Another point of consideration is that the granting or withholding of bail at any one time is not cast in stone. There is no limit to how many times an accused can apply for bail, although usually, defence lawyers would wait until there is a change in circumstances before reapplying – that change of circumstance can merely be the passage of time. The same magistrate may in fact deny bail at one point and then grant it at some point in the future if the magistrates decides that the changes in circumstances make bail justifiable.
What next, irrespective of bail?
Whether bail is granted or not, and at what stage, the signs are that some of these high profile accused would engage in court battles on technicalities.
Schembri has already launched one such battle in the constitutional court by claiming that the length it took the magisterial inquiry to be concluded, as well as alleged failure to hear some evidence, is a breach of his right to a fair trial.
His lawyers latched onto a provision that specifies that, unless a given magisterial inquiry is concluded within 60 days, the magistrate would have to write to the Attorney General every month thereafter to justify the delay.
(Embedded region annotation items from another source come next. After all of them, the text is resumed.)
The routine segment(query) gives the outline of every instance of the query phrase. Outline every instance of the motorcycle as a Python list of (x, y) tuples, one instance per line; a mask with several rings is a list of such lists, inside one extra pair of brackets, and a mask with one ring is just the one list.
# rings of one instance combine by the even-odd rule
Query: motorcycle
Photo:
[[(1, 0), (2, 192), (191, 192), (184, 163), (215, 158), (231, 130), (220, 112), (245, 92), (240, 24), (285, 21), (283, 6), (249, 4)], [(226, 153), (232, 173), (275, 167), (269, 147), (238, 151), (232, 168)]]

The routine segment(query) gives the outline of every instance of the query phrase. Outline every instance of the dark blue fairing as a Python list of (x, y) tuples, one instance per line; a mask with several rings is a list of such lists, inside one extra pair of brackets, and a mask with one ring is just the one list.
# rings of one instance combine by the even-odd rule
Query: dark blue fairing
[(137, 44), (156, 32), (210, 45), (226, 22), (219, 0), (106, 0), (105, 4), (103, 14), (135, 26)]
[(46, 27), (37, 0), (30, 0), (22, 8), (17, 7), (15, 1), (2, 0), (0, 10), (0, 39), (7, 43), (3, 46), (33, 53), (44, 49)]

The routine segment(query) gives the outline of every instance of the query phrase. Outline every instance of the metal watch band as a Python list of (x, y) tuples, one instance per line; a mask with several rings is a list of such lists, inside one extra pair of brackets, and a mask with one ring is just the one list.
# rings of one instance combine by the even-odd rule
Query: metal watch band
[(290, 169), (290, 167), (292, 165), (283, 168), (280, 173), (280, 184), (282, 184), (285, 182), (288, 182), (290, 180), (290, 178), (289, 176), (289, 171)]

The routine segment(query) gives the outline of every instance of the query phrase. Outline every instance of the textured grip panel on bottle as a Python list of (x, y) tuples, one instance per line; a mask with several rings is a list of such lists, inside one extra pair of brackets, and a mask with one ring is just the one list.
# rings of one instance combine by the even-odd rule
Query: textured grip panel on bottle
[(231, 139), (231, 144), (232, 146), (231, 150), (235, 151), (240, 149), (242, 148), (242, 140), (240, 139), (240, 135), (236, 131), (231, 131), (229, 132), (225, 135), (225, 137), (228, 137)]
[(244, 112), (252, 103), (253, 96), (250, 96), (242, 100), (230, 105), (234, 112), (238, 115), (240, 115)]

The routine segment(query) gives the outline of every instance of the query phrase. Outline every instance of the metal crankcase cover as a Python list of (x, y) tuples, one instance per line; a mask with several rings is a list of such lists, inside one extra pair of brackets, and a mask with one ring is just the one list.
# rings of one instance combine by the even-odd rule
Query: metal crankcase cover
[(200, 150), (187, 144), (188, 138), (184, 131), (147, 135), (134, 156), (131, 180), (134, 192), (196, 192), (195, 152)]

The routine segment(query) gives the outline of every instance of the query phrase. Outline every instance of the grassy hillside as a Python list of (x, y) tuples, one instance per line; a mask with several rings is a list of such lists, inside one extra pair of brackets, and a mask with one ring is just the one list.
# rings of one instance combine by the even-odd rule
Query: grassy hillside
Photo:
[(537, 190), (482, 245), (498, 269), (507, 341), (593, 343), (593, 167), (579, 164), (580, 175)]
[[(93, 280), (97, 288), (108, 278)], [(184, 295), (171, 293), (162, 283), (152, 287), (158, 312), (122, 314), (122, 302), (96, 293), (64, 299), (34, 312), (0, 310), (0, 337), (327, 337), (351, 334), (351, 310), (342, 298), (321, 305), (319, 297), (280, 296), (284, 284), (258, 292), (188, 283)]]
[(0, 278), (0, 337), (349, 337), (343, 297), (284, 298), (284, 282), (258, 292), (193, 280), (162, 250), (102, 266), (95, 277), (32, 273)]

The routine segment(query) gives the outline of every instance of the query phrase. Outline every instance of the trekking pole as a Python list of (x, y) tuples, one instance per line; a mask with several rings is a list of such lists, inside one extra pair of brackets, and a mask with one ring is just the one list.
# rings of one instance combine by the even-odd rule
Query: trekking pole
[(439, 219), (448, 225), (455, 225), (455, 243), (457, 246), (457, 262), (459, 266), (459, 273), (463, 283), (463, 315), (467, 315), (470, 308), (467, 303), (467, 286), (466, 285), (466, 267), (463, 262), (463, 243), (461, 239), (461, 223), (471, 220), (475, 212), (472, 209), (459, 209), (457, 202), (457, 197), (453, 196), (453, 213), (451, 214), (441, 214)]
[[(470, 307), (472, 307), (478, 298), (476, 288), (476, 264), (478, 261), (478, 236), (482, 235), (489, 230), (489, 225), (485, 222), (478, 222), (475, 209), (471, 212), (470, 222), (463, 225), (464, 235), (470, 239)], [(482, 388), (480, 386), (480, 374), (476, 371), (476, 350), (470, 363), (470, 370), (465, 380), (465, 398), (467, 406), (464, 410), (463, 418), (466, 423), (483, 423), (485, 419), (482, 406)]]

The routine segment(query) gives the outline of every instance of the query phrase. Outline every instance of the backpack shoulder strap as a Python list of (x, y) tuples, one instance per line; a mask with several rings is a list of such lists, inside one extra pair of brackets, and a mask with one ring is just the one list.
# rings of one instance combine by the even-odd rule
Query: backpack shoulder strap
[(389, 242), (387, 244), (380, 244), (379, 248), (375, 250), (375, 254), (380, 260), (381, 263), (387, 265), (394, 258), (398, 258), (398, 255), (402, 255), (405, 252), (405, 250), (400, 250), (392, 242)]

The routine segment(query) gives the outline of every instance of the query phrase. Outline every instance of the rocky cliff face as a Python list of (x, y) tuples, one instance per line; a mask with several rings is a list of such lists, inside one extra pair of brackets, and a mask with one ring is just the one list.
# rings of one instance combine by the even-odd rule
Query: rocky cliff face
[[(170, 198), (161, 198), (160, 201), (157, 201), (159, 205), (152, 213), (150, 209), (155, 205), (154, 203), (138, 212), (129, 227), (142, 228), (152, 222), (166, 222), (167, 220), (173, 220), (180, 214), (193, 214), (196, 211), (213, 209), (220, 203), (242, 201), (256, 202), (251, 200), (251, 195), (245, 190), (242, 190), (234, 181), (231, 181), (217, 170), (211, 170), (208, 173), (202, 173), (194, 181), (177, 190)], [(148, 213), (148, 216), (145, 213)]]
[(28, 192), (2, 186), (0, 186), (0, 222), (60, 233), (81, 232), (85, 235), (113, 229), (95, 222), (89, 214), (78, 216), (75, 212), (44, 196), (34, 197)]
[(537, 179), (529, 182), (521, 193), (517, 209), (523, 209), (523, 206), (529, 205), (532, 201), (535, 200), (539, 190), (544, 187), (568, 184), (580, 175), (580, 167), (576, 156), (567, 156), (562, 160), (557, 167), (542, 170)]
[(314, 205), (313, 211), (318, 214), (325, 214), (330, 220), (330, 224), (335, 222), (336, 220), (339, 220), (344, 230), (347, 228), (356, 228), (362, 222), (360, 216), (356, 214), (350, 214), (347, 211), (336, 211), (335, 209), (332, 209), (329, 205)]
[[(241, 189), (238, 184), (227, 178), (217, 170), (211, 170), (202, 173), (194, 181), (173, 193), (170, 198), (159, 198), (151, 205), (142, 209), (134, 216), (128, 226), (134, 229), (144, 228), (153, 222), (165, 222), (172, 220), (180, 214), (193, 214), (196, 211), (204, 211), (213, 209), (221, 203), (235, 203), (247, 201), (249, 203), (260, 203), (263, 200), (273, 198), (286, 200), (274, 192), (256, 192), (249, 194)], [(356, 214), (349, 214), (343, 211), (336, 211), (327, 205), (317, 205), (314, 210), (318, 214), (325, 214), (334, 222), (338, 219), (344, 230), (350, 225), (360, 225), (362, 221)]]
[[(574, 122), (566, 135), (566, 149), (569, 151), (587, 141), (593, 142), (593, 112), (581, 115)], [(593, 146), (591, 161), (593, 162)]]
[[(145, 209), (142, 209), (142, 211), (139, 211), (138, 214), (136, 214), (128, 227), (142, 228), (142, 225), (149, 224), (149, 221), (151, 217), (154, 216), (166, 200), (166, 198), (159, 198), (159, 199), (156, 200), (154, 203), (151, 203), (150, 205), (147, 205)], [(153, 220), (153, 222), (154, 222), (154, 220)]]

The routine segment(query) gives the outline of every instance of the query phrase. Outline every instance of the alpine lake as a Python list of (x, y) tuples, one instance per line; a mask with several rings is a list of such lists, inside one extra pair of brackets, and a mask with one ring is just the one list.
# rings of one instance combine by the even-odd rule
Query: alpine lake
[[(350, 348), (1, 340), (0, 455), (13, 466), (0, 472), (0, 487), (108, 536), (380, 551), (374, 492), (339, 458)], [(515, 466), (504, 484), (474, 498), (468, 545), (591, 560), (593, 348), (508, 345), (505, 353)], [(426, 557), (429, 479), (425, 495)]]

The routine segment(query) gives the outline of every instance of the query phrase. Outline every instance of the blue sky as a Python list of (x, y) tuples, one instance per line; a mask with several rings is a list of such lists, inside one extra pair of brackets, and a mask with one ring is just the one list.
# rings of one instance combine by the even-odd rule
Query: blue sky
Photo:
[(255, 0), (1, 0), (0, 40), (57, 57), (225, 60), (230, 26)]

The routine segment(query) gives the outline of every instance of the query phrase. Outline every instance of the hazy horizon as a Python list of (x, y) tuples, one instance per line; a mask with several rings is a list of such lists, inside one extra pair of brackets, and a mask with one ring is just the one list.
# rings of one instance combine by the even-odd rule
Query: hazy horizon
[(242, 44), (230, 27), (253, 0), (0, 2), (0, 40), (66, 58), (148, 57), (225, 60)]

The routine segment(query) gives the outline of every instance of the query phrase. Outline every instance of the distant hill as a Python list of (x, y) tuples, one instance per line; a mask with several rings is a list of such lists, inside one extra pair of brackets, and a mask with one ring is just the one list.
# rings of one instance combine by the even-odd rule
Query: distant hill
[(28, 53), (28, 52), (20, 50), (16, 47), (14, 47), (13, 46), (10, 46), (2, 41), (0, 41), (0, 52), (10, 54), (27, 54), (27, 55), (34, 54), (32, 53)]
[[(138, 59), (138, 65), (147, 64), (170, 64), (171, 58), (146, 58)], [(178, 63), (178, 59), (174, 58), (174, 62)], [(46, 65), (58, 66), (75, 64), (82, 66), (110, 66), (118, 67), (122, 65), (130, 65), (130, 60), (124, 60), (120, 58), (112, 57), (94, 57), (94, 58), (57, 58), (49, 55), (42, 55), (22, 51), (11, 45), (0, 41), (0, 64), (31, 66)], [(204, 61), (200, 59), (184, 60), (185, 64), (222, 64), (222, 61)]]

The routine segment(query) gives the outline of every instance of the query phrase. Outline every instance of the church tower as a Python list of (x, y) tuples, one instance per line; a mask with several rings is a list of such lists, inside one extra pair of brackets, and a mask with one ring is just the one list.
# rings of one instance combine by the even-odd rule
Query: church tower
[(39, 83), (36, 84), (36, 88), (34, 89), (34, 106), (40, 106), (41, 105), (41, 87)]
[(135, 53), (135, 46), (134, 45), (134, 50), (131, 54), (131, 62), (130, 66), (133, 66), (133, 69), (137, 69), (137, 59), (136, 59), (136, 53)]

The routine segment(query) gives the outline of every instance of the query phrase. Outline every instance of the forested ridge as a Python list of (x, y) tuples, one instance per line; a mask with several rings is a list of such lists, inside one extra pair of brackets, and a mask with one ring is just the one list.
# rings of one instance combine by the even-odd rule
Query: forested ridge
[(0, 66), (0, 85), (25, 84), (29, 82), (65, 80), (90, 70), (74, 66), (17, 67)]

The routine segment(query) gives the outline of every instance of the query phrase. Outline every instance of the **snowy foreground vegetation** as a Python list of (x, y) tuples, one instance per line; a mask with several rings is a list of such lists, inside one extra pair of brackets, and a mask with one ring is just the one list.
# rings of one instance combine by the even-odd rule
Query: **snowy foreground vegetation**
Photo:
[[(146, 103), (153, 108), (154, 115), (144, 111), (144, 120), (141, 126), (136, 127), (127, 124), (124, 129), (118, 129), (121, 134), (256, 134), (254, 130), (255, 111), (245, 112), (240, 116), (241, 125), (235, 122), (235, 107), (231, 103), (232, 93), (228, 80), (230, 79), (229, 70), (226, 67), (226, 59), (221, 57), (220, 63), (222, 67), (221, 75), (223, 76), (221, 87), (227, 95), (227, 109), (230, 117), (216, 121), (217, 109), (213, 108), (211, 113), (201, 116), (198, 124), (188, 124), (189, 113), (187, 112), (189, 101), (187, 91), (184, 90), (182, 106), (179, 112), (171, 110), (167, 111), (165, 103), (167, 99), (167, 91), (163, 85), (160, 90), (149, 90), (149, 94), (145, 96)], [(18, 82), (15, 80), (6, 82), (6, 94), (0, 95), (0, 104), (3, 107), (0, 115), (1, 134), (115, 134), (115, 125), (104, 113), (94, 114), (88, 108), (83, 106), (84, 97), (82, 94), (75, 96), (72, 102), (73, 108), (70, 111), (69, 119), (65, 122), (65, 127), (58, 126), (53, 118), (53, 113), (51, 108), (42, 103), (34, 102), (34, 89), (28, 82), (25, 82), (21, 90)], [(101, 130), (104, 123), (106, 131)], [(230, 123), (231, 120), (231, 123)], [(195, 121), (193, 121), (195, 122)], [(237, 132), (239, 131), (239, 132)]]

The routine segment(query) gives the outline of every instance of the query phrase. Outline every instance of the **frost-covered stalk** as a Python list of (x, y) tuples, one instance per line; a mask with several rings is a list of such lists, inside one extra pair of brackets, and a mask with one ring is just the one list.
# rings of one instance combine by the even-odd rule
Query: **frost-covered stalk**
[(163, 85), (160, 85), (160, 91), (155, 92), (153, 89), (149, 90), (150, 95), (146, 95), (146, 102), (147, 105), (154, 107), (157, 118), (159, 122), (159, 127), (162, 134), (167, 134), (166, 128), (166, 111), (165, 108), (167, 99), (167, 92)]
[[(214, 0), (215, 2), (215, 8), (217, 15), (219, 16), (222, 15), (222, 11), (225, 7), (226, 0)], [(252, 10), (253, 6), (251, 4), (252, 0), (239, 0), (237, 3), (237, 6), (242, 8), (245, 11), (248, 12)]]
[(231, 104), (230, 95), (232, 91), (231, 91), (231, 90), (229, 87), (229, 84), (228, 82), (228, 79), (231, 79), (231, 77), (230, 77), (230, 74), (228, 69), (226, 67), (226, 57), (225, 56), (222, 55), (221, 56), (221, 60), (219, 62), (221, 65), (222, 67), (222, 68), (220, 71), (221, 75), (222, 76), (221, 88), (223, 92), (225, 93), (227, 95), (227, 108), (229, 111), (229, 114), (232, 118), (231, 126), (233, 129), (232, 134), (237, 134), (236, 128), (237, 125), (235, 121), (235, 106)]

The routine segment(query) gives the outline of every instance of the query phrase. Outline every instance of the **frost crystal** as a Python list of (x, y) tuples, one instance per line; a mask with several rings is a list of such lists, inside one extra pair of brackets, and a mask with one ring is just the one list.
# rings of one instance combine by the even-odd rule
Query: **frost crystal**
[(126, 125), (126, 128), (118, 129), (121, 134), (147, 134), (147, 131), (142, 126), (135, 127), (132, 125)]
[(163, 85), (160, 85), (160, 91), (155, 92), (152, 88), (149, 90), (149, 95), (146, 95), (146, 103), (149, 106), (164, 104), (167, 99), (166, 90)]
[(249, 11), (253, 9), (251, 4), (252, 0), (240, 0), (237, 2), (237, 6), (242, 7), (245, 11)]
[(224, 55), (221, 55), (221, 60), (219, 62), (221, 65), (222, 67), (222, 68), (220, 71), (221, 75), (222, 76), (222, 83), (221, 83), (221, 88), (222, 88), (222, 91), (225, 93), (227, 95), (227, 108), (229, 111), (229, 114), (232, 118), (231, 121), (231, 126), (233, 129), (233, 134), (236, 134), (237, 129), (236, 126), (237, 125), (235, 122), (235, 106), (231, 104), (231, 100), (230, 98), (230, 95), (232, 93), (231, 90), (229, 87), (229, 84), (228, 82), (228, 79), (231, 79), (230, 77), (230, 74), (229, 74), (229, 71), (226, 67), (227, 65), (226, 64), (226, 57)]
In the application, they questioned whether this provision is observed in practice.
The previous Attorney General had admitted to The Shift that it is not, but that does not mean that the constitutional court is bound to find the inquiry faulty and nullify it – the court may instead decide to dispose of the case by paying damages to Schembri. Moreover, evidence for criminal prosecution is usually admissible irrespective of whether any obscure provision in law, especially procedural, was breached in its procurement.
Another point raised this week is that Schembri’s lawyers have made a referral, or may do so, to a higher court to plead that Schembri’s fundamental rights have been breached because an accused does not have the opportunity to appeal the denial of bail, as the Attorney General does.
This refers to provisions in law that allow the Attorney General to apply “to obtain the re-arrest and continued detention of the person so released” within a day of granting of bail. It was reported that Schembri’s lawyers are arguing this is in breach of the principle of ‘equality of arms’.
This principle was developed by the European Court of Human Rights to ensure that an accused in a criminal court has the same resources, opportunities and access to evidence as the prosecution to mount a defence. In the case of bail, as already pointed out, an accused can repeatedly apply for bail. Besides, the principle of equality of arms is mainly concerned with elements throughout the case that can have a bearing on the evidence, and hence consequential to the judgement.
In any case, the road ahead is far from clear, and these cases seem destined to evolve into multiple court actions and drawn out proceedings, some of them arising from claims of breaches of fundamental rights.